Ah, Gal de tantos amores, que acalantou nossas fantasias! Ah, Índia, negra, nordestina, sangue tupi, raça, que sempre esteve de corpo e alma mais do que um passo à frente do nosso tempo! Sem jamais ter sido careta, sem necessidade de ser a correta, ainda que sob a forte concorrência de Helôs, Naras, Ângelas, Marias, Bethânias, Cidas, Elis, Dalvas, Simones, Beths, Leilas, Marisas, Ritas, Kátyas, Consuelos, Liras, Inezitas, Jucilenes, Sarahs, Alcinas, Vânias, Patrícias, Ruths, Chiquinhas, Andreias, Marielles, Beneditas, Mônicas, Marlenes, Conceições, Martas, Mirahs, Cistinas, Zélias, Claras, Mirians, Terezas, Catarinas, Márcias, Madalenas, Mércias, Isabel, fica a pergunta: seria você e não aquela a autêntica namoradinha do Brasil, terra que apesar das belezas que enchem aquarelas, ainda insiste e tende ao salgado, ao cruel?
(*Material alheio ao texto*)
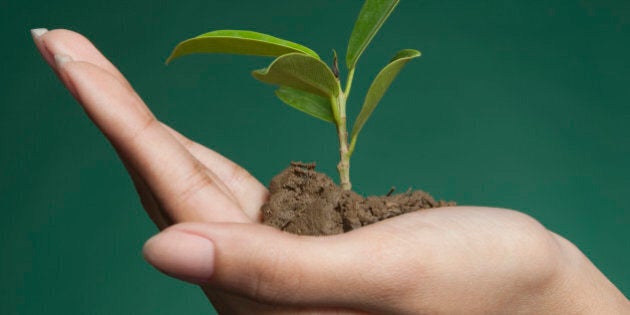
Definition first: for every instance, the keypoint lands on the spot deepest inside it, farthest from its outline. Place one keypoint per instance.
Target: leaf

Obrigado, e descanse em paz, Gal. Mais do que uma garota, mais do que uma cantora e intérprete, foste uma Mulher da porra. E fantástica!
A morte de Gal Costa em 9 de novembro, menos de dois meses depois de completar 77 anos, entristeceu familiares, amigos e fãs, do recém-eleito presidente da República, Lula, à esposa dele, Janja, e ainda hoje repercute Brasil afora em veículos de imprensa, mídias sociais e blogues, especializados ou não em cultura e em música. Maria da Graça Penna Burgos Costa, nascida em Salvador Maria da Graça Costa Penna Burgos, subiu ao Plano Maior coroada como uma das mais emblemáticas cantoras, compositoras e multi-instrumentistas do país, a quem em 2012, a revista Rolling Stone Brasil lhe outorgou a classificação de dona da sétima maior voz da música brasileira, marca inconfundível de sua trajetória eternizada em 44 álbuns, gravados entre 1967 e 2021.